Uma das técnicas de enfermagem presas esta semana admitiu ter tido caso com Marcos Vinícius, que teria matado pacientes
23/01/26 às 16:32h
Técnica de enfermagem presa em caso das mortes em hospital diz que colega tentou matá-la na UTI

A técnica de enfermagem Amanda Rodrigues (Foto: Reprodução/Redes sociais).

A técnica de enfermagem Amanda Rodrigues de Sousa, de 28 anos, presa por suspeita de matar pacientes, disse que o seu colega de trabalho Marcos Vinícius Silva Barbosa de Araújo, de 24 anos, tentou assassiná-la enquanto ela se recuperava de uma cirurgia bariátrica no Hospital Anchieta, em Taguatinga (DF).
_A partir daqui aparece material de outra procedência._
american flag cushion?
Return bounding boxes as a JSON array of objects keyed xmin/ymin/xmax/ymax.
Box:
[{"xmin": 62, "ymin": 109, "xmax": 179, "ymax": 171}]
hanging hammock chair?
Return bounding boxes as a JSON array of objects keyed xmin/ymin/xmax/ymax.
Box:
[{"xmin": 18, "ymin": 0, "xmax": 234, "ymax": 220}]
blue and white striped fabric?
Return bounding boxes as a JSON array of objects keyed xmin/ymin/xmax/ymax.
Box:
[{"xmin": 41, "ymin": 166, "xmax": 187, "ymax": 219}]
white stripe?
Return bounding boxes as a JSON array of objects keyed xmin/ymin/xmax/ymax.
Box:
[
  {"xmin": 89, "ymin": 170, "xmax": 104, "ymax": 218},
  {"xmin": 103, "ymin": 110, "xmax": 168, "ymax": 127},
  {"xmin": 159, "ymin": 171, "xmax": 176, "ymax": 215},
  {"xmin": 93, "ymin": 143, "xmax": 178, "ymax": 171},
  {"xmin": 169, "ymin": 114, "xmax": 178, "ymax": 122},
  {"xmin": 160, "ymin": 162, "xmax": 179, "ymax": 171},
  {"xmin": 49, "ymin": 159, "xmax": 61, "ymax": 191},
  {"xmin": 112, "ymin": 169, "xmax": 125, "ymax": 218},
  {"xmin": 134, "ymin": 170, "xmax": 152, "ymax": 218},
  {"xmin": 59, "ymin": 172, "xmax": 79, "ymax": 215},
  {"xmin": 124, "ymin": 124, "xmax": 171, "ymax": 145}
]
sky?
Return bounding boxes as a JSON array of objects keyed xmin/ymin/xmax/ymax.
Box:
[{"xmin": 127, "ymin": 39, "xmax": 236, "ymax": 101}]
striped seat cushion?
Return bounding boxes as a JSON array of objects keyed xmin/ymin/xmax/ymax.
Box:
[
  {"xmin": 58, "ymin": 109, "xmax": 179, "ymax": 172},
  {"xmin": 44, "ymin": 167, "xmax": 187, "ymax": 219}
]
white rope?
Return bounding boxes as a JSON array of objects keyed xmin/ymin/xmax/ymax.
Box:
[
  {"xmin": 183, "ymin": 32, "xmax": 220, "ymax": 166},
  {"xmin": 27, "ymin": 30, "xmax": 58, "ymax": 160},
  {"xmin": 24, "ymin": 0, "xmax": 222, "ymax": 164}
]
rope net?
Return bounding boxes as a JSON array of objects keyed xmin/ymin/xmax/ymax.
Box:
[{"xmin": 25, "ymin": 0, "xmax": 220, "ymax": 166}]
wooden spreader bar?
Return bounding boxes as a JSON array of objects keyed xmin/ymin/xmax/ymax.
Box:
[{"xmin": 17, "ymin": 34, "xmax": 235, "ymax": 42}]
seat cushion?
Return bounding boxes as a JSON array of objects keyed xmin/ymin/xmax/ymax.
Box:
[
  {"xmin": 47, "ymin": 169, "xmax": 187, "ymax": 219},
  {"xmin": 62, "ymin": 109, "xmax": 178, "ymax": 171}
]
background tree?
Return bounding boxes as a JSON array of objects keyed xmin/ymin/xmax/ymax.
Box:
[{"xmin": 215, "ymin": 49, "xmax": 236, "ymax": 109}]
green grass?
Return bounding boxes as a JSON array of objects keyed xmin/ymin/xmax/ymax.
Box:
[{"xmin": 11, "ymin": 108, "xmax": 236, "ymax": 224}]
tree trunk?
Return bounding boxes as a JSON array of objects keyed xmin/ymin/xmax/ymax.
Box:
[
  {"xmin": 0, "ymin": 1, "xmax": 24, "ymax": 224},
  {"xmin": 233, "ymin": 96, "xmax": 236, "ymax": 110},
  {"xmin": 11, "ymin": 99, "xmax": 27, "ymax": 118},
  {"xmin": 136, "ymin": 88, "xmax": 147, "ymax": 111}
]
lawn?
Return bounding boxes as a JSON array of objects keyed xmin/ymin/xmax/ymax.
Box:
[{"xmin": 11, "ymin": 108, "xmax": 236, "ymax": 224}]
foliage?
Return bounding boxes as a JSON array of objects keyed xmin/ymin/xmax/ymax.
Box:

Amanda, Marcos e Marcela Camilly Alves da Silva foram presos essa semana por suspeita de injetar substância letal que causou as mortes de três pessoas internadas no hospital.

Amanda teve que ser internada Unidade de Terapia Intensiva (UTI), no dia 3 de dezembro, após ter infecção causada por uma cirurgia bariátrica. O advogado dela, Liomar Torres, alegou que Amanda recebeu medicação de Marcos e teve aceleração cardíaca muito forte e que a enfermeira chefe de plantão interviu e teria dito: “O Marcus tem que parar de fazer isso de ter acesso e regalia ao ambiente”.

A técnica de enfermagem alegou que começou a trabalhar no Anchieta em janeiro de 2025, e em fevereiro conheceu Marcos Vinícius, com quem ela confirmou ter tido também uma relação extraconjugal. Segundo o advogado, eles terminaram porque Marcos mentia muito no relacionamento.

O advogado de defesa de Amanda também informou que ela disse que não participou nem tinha conhecimento dos crimes e que não estaria trabalhando no dia da morte do carteiro Marcos Raymundo, de 33 anos. Ele mantém que sua cliente é inocente.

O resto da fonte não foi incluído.